How to Use Weights & Biases
A beginner-friendly guide to getting started with Weights & Biases in 2026.
Getting Started: Step by Step
Create your Weights & Biases account
Visit Weights & Biases's website and sign up for a free account. You'll need an email address to get started.
Set up your workspace
Once signed in, configure your Weights & Biases workspace. Set your preferences, invite team members if needed, and customize the interface to match your workflow.
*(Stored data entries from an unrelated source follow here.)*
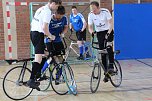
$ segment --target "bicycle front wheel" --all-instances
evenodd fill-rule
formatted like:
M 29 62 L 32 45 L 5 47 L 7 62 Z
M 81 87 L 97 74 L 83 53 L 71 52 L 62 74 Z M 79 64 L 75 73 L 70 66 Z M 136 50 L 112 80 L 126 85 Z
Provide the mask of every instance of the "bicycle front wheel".
M 95 93 L 99 87 L 101 78 L 101 65 L 99 63 L 94 64 L 94 68 L 92 70 L 90 89 L 92 93 Z
M 122 70 L 117 60 L 114 60 L 114 71 L 114 74 L 110 76 L 110 82 L 114 87 L 119 87 L 122 82 Z
M 62 66 L 63 75 L 65 77 L 64 79 L 69 89 L 68 92 L 72 93 L 73 95 L 77 95 L 77 85 L 72 68 L 67 62 L 63 63 Z
M 56 65 L 51 74 L 51 86 L 52 89 L 59 95 L 65 95 L 68 93 L 68 88 L 64 80 L 64 74 L 62 72 L 62 64 Z
M 25 72 L 23 71 L 25 70 Z M 3 79 L 3 91 L 13 100 L 22 100 L 28 97 L 33 89 L 26 86 L 30 78 L 31 71 L 23 66 L 10 69 Z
Explore experiment-tracking
One of Weights & Biases's key features is experiment-tracking. Navigate to this feature and experiment with it to understand how it fits into your workflow.
Explore model-registry
One of Weights & Biases's key features is model-registry. Navigate to this feature and experiment with it to understand how it fits into your workflow.
Explore sweeps
One of Weights & Biases's key features is sweeps. Navigate to this feature and experiment with it to understand how it fits into your workflow.
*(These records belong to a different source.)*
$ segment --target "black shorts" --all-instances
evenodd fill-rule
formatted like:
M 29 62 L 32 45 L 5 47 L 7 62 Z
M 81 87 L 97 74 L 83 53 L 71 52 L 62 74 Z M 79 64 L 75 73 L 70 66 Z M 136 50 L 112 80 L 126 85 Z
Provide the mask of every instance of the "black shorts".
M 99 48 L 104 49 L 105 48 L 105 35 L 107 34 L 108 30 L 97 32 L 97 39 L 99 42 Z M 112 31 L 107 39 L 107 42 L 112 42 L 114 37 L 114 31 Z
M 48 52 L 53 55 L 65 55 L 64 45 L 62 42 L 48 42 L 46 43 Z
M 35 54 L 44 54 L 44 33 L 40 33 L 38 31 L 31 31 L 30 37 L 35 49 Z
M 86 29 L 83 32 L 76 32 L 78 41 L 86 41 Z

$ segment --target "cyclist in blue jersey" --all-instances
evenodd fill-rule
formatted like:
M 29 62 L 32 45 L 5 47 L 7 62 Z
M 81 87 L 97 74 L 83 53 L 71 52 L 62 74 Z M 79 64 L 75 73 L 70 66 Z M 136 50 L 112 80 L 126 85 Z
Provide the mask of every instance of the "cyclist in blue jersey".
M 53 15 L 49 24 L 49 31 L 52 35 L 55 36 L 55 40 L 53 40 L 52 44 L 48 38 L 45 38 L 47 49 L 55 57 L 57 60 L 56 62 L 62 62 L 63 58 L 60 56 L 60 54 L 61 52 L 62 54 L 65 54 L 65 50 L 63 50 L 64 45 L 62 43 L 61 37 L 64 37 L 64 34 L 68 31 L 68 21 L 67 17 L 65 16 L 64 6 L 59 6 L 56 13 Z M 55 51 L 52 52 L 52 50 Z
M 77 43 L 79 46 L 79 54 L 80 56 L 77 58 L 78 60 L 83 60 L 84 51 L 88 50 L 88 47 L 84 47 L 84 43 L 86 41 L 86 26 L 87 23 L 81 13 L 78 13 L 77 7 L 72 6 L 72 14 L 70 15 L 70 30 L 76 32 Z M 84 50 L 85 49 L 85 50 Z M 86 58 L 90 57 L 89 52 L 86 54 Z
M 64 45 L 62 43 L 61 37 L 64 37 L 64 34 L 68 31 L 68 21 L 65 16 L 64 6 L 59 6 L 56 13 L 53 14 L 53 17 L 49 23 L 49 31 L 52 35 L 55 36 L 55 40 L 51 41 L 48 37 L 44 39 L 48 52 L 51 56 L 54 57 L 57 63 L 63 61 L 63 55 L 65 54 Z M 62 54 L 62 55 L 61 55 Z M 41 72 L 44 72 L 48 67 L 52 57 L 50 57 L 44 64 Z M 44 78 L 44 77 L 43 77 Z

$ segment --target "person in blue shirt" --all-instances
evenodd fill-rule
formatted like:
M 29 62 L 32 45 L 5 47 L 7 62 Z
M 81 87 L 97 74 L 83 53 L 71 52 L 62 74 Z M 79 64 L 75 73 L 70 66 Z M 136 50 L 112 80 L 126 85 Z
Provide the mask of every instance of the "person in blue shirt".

Integrate with your existing tools
Connect Weights & Biases with the other tools you use daily. Most integrations can be set up in the settings or integrations panel.
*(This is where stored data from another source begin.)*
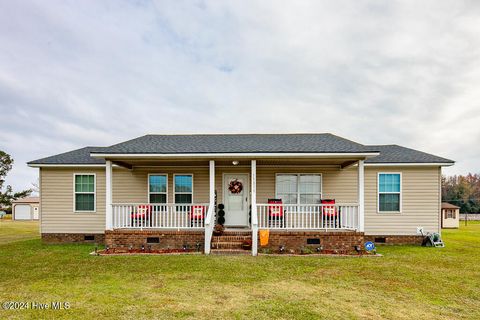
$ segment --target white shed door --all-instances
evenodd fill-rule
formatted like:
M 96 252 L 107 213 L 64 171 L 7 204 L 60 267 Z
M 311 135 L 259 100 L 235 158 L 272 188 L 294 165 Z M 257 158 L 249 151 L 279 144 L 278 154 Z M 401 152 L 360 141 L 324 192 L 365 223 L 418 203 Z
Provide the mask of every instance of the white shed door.
M 17 204 L 15 206 L 15 220 L 32 219 L 31 207 L 28 204 Z
M 33 220 L 38 220 L 38 207 L 33 207 Z

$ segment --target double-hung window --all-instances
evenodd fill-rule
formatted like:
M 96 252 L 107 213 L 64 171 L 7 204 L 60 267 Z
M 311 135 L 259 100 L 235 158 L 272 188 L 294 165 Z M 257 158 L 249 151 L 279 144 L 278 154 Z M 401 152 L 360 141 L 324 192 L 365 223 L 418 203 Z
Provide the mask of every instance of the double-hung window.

Start using it for real work
Now that you're set up, start using Weights & Biases for actual tasks. The best way to learn is by doing — don't worry about getting everything perfect right away.
Pro Tips
- Start with the free plan or trial to explore Weights & Biases's capabilities before committing to a paid subscription.
- Use keyboard shortcuts to speed up your workflow — most tools have extensive shortcut systems.
- Check Weights & Biases's official documentation and community forums for advanced tips and best practices.
- Review your workflow after 2 weeks of use and adjust your setup based on what's working and what isn't.
Key Features to Explore
Alternatives to Consider
If Weights & Biases isn't the right fit, here are some similar tools:
Ready to Try Weights & Biases?
ML experiment tracking and model management platform that helps teams log, visualize, and compare experiments for reproducible machine learning.